California maker Proterra has filed for bankruptcy protection
B.C. Transit is running an electric bus in Greater Victoria that’s on loan from maker Proterra. ADRIAN LAM, TIMES COLONIST

B.C. Transit says it is still expecting delivery of 10 electric buses from California-based manufacturer Proterra even though the U.S. firm has filed for bankruptcy protection.

Proterra, which makes electric buses and trucks, filed for Chapter 11 bankruptcy protection at a federal court in Delaware on Monday. The company said in a statement it intends to maintain normal operations and use existing capital to keep funding operations, including paying employees, vendors and suppliers.

B.C. Transit said it will monitor the situation and maintain close contact with Proterra as the company navigates the process and it becomes clearer what impact it could have on its orders.

“B.C. Transit remains under contract for the 10 battery electric buses and they are still planned to arrive in Victoria this fall,” the agency said in a statement. “B.C. Transit’s first 10 electric buses are currently on the factory line and in production, and we expect to receive them in late fall of 2023.”

Proterra in May 2022 won a $20 million contract to supply 10 fully electric buses for Greater Victoria.

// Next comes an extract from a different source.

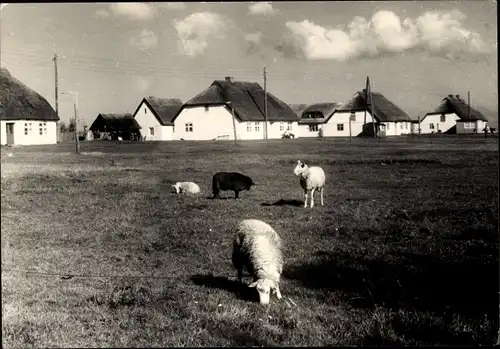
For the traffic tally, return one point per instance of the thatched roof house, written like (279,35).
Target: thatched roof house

One Proterra bus is on loan from the company and is in use in the capital region.

Proterra could not be reached for comment Tuesday, but in an earlier statement Proterra chief executive Gareth Joyce said the company would be using creditor protection to separate its business units “to maximize their independent potential.”

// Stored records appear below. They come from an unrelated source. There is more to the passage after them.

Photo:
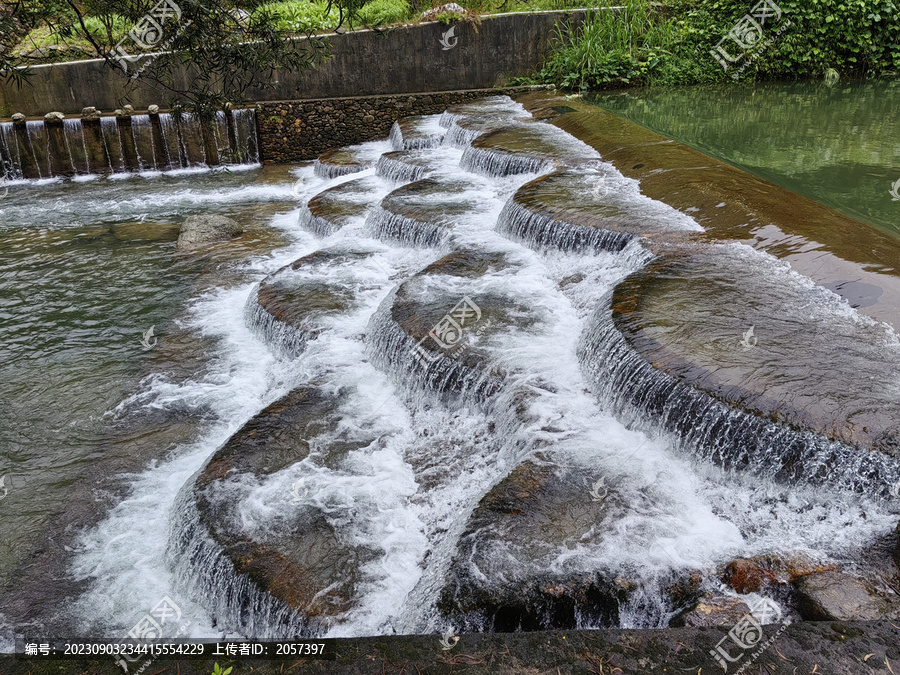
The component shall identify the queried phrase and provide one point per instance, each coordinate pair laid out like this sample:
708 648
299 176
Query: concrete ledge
396 60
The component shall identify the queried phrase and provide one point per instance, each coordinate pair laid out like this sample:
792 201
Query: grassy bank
659 44
290 17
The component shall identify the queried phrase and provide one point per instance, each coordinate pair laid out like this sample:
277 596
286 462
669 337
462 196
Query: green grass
610 47
298 17
858 38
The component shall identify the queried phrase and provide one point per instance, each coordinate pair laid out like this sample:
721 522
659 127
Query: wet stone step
288 308
438 329
417 132
506 574
424 213
589 210
297 576
343 161
525 148
464 130
497 107
407 166
753 365
336 207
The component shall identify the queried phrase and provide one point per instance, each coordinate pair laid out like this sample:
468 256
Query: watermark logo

“While our best-in-class EV and battery technologies have set an industry standard, we have faced various market and macroeconomic headwinds, that have impacted our ability to efficiently scale all of our opportunities simultaneously,” Joyce said. “As commercial vehicles accelerate towards electrification, we look forward to sharpening our focus as a leading EV battery technology supplier for the benefit of our many stakeholders.”

B.C. Transit said the first payment for the buses doesn’t happen until the vehicles are released from the factory, with subsequent payments upon delivery and after passing operational milestones.

“B.C. Transit has not yet received the first invoice for the buses yet as they have not yet finished production nor left the factory,” it said.

The $20-million contract is cost-shared between the province and Ottawa, each paying 40 per cent; the Victoria Regional Transit Commission is paying the balance.

Some interpret Proterra’s intention to separate its business units and focus on supplying battery technology as a signal it will not be building vehicles.

And that may not be a bad thing, said Ted Dowling, managing director of Ebusco North America, which also makes electric buses.

“The charging infrastructure is in place and is compatible with other electric buses. Technology, with respect to bus weight reduction, range and overall efficiencies have improved immensely since this (B.C. Transit) procurement was originally awarded. In the end B.C. Transit will be better off,” he said.

Dowling said Ebusco, which is based in the Netherlands, has plans to build electric buses in Canada.

B.C. Transit said its goal to fully electrify its buses by 2040 remains on track, despite the Proterra setback.

“The electric transition is a marathon, and we are early in the race. Challenges with new technology are expected. B.C. Transit remains committed to doing what is necessary to achieve the 2040 electrification goal,” it said.